# Submit Pipelines
## AML Cluster

In [1]:
from azure.ai.ml import MLClient
from azure.identity import DefaultAzureCredential

credential = DefaultAzureCredential()
ml_client = MLClient(
    credential=credential,
    subscription_id="49b5441f-dda4-47a9-81c4-13272430f4ff",
    resource_group_name="rg-pooya120-dev",
    workspace_name="amlwpooya120dev",
)

### Compute Resource
We search for an existing cluster. If it does not exist, we create a new one.

Check your Compute page in Azure ML to confirm the process is successful.

In [2]:
# Create a compute resource

from azure.ai.ml.entities import AmlCompute

# Name assigned to the compute cluster
cpu_compute_target = "cpu-cluster"

try:
    cpu_cluster = ml_client.compute.get(cpu_compute_target)
    print(f"You already have a cluster named {cpu_compute_target}, we'll reuse it as is.")

except Exception:
    print("Creating a new cpu compute target...")

    cpu_cluster = AmlCompute(
        name=cpu_compute_target,
        type="amlcompute",
        size="STANDARD_DS3_V2",
        min_instances=0,
        max_instances=4,
        idle_time_before_scale_down=180,
        tier="Dedicated",
    )
    print(f"{cpu_cluster.name} will be created... compute size {cpu_cluster.size}...", end='')
    cpu_cluster = ml_client.compute.begin_create_or_update(cpu_cluster)
    print("Done!")

You already have a cluster named cpu-cluster, we'll reuse it as is.

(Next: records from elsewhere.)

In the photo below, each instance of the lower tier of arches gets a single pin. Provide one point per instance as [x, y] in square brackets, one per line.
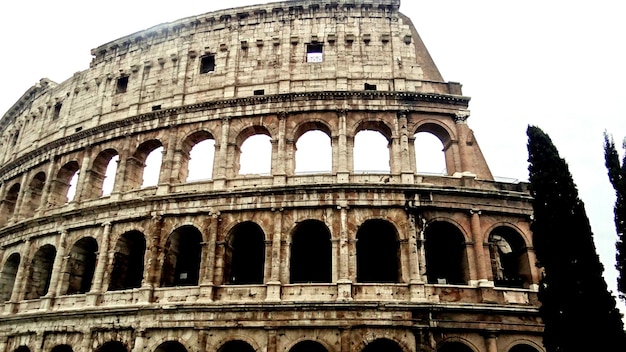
[278, 328]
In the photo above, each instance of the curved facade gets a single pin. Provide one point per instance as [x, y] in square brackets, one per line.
[96, 256]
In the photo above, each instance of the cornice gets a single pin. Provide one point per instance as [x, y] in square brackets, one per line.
[401, 98]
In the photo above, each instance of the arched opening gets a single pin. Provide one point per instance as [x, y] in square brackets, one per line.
[308, 346]
[523, 348]
[454, 347]
[198, 154]
[236, 346]
[382, 345]
[8, 205]
[509, 258]
[7, 277]
[81, 265]
[430, 157]
[62, 348]
[63, 188]
[256, 155]
[112, 346]
[371, 152]
[446, 259]
[152, 169]
[245, 254]
[128, 261]
[33, 196]
[311, 253]
[141, 171]
[377, 252]
[171, 346]
[40, 272]
[314, 153]
[102, 174]
[181, 262]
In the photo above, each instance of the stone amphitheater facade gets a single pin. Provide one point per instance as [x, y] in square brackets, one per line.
[334, 261]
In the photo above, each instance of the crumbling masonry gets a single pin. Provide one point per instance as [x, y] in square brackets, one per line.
[336, 261]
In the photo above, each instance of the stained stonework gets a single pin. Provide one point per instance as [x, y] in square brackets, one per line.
[338, 261]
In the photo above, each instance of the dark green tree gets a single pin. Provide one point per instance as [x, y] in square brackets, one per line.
[617, 176]
[577, 309]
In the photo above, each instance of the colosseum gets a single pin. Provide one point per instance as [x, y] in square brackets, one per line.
[97, 256]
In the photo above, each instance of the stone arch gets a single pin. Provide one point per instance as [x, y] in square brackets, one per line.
[40, 272]
[377, 252]
[190, 163]
[236, 346]
[8, 275]
[128, 261]
[446, 255]
[81, 265]
[32, 199]
[367, 147]
[445, 135]
[181, 257]
[9, 202]
[62, 348]
[311, 253]
[136, 164]
[112, 346]
[382, 345]
[312, 147]
[525, 346]
[63, 183]
[455, 345]
[308, 346]
[171, 346]
[244, 255]
[508, 253]
[262, 155]
[100, 172]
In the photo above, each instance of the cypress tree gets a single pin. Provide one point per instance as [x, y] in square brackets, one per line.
[617, 176]
[578, 311]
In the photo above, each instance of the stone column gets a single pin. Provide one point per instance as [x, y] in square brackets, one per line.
[344, 284]
[343, 169]
[274, 283]
[491, 342]
[479, 252]
[103, 256]
[406, 164]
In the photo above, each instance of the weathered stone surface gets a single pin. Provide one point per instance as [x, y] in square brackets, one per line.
[335, 261]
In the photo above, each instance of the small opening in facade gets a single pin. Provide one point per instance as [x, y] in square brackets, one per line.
[370, 86]
[207, 64]
[122, 84]
[57, 110]
[314, 52]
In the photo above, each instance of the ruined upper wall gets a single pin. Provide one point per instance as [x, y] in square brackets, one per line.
[276, 48]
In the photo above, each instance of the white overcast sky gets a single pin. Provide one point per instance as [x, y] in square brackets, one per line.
[557, 64]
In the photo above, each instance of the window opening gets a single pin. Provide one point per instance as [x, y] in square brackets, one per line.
[201, 159]
[314, 52]
[256, 155]
[109, 176]
[122, 84]
[371, 152]
[430, 157]
[152, 168]
[57, 111]
[314, 153]
[207, 64]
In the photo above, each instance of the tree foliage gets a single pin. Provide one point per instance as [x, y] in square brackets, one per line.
[577, 309]
[617, 176]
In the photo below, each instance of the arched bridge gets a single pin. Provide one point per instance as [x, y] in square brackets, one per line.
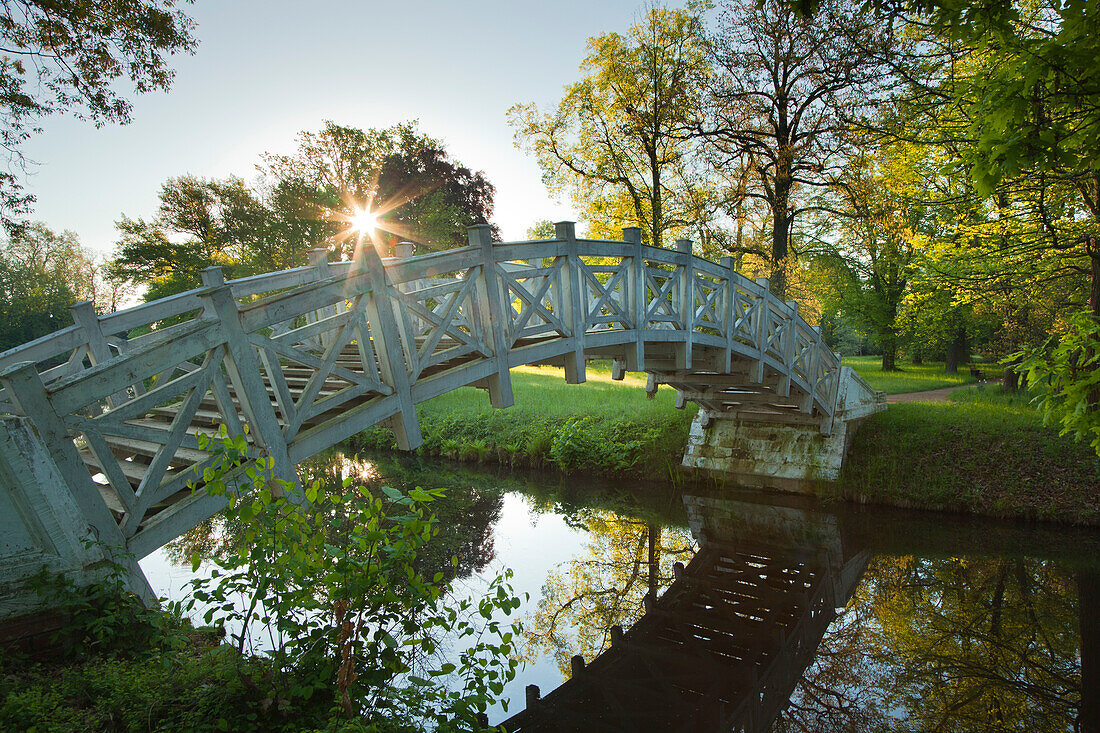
[111, 406]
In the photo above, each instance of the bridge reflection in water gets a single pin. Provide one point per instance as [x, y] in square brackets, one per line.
[952, 624]
[724, 646]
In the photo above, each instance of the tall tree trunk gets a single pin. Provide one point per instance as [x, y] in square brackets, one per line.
[1093, 249]
[889, 352]
[956, 351]
[1011, 376]
[780, 238]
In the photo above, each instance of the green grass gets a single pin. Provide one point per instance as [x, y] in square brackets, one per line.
[601, 426]
[986, 452]
[928, 375]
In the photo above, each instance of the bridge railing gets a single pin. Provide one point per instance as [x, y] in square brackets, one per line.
[307, 357]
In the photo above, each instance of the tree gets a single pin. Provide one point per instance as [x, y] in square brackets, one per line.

### Create a Job Environment
We create an environment that has the packages we need installed. We register it for future use.

Steps:

1. Create an empty folder for the config file.
2. Create a `conda.yml` file containing the requirements of your environment.
3. Create an environment according to the `conda.yml` file and register it to the workspace.

Check your Environments page in Azure ML to confirm the process is successful.

In [3]:
import os

dependencies_dir = "./05-pipeline/dependencies"
os.makedirs(dependencies_dir, exist_ok=True)

In [4]:
%%writefile {dependencies_dir}/conda.yml
name: model-env
channels:
  - conda-forge
dependencies:
  - python=3.8
  - numpy=1.21.2
  - pip=21.2.4
  - scikit-learn=0.24.2
  - scipy=1.7.1
  - pandas>=1.1,<1.2
  - pip:
    - inference-schema[numpy-support]==1.3.0
    - xlrd==2.0.1
    - mlflow== 1.26.1
    - azureml-mlflow==1.42.0
    - psutil>=5.8,<5.9
    - tqdm>=4.59,<4.60
    - ipykernel~=6.0
    - matplotlib

Overwriting ./05-pipeline/dependencies/conda.yml


In [5]:
from azure.ai.ml.entities import Environment

custom_env_name = "bike-share-train"

pipeline_job_env = Environment(
    name=custom_env_name,
    description="Custom environment for Bike Share pipeline",
    tags={"scikit-learn": "0.24.2"},
    conda_file=os.path.join(dependencies_dir, "conda.yml"),
    image="mcr.microsoft.com/azureml/openmpi3.1.2-ubuntu18.04:latest",
)
pipeline_job_env = ml_client.environments.create_or_update(pipeline_job_env)

print(
    f"Environment {pipeline_job_env.name} registered to workspace. "
    f"Environment version is {pipeline_job_env.version}."
)

Environment bike-share-train registered to workspace. Environment version is 2.


### Data Registration
It is easier to pass registered data assets to pipeline steps, rather than pure imports (as shown in Notebook1).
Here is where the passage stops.